9
Mia, Battleship Resolution, Personal Quarters
I was expected to sleep.It was actually required. I agreed, in theory. But the mission had been laid out and they expected us to just shut off all the plans, all the anxiety that went with something so dangerous, and sleep? And that was just the mission. That didn’t even take into account the rest.
General Jennix expected me to go to the moon base and disarm the Dark Fleet controls by hacking in from the Phantom after my pair bond was arrested and thrown in the brig? For being a cheater?
I laid in bed staring up at the ceiling. Willing myself to wind down and sleep. It wasn’t happening. The sheets were a tangle around my legs, and I turned onto my side. Stared at the wall. What was I going to do without Kass in the pilot seat? Could I even hack and take down the force field over Xenon? Was I even qualified? What if I failed? What if I actually couldn’t do it and Kass had done things to the training program to make me succeed?
I now questioned everything I’d done in the game. Because everything I’d done had been with Kass.
Had he been using me?
Scheisse.
Everyone was counting on me. On us, whoever the other half of the new MCS pair was.

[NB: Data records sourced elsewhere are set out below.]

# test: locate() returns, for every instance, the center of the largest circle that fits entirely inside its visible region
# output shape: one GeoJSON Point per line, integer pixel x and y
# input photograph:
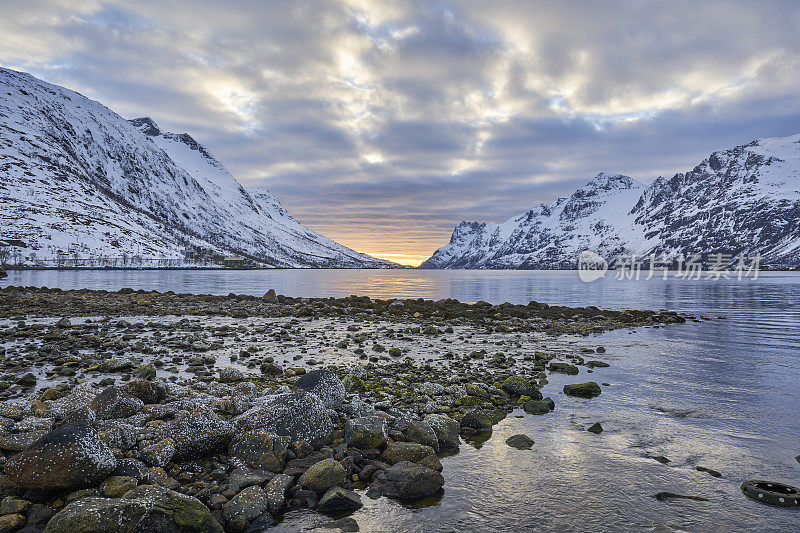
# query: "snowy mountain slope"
{"type": "Point", "coordinates": [78, 179]}
{"type": "Point", "coordinates": [745, 200]}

Us was supposed to be me and Kass. But now I had no idea what was real and what wasn’t.
I paused, thought about what was real.
Kass had admitted he’d hacked his way into the Starfighter program. That was fact. Sponder hated him. From what Kass had said, for a long time. When I’d first arrived on the battleship, Sponder was there. Waiting. He’d discovered Kass’s shift to the MCS group while Kass had been on Earth. Sponder hadn’t mentioned cheating then. He must’ve had someone look into it after that. But why? Jennix had been the one to tell Sponder off, not Kass. I’d even sassed him. Sponder didn’t like to be humiliated. That was fact, too.
Why was Sponder such a dick? Had he always been one, or just to Kass?
Kass was cocky. He bent the rules. Literally flew by the seat of his pants. Hacking into the Starfighter Training Academy and adding himself as a potential match wasn’t the end of the world. Jennix didn’t even seem to care.
But cheating? Humans and Velerions had similar notions of honor.
Kass was rebellious, without doubt. But a cheat? A liar? Something just wasn’t right.
If Jennix wanted me to sleep, too bad. I climbed from the bed, threw on some clothes. A glance at the clock told me well over an hour had passed as my brain churned. Yeah, I’d rested.
Now it was time to get to work. If Kass had broken into the system, there would be a path to follow, data and records showing him adding himself to the training program. Invisible bread crumbs of sorts. I’d find them. I’d also find out exactly how he had cheated.
If Sponder had found it, I definitely could. And why had Sponder wasted time looking? The IPBMs were a huge problem. Everyone was working around the clock to deal with the issue. So why was Sponder so focused instead on Kass? A cheater was bad news, sure. But shouldn’t Sponder be focused on the most crucial issue of saving his planet?
And why would he pull in that old guy? The commissioner. Sponder knew about the mission. He was the leader of Group Two. Yet he’d left his base and those under his command to deal with Kass instead. Here on the Resolution.
There were answers here, and I was going to find them. Kass had showed me that the main computer controls were in the wall. But there was a portable unit, like a laptop, that could be pulled from it to work more efficiently. I took it from the small docking station beneath the comm display and went to the couch. Setting it on the low table before me, I got to work.
This was my element. A comms screen, a keyboard, and access to data. Lots of data. I began to work my way through it, starting with the basic bio on Kass. When his smiling face came up on the screen, I ached for him. My body, sure, but my heart, too. When I’d accepted him as a pair bond, I hadn’t known he was real. I’d thought him part of a game.
I’d loved him. Even then. But now? Now I followed the trail. Dug back to the day I’d started the game, when I’d chosen Kass by answering a partner questionnaire. I found his access even before then. His acceptance into the program. He’d been waiting.
It showed it wasn’t me specifically he’d targeted. He was one of a long list of matches. It was my random data that matched to his. Statistically it was almost impossible for us to have been put together. But we had.
Then I searched our training data. The scores at each level.
I stilled. Froze.
There it was. The original scores. The modified ones. The edits to the game code that made each level easier. Shorter. Gave additional lives. Points. All the advantages we’d need to win.
Scheisse. He’d cheated. It was all right there.
I leaned back on the couch. It was true. Sponder wasn’t lying.
God, I hated Kass. I loved him, but I hated him for it. He’d made me believe. Made me think I was different. Special. Important.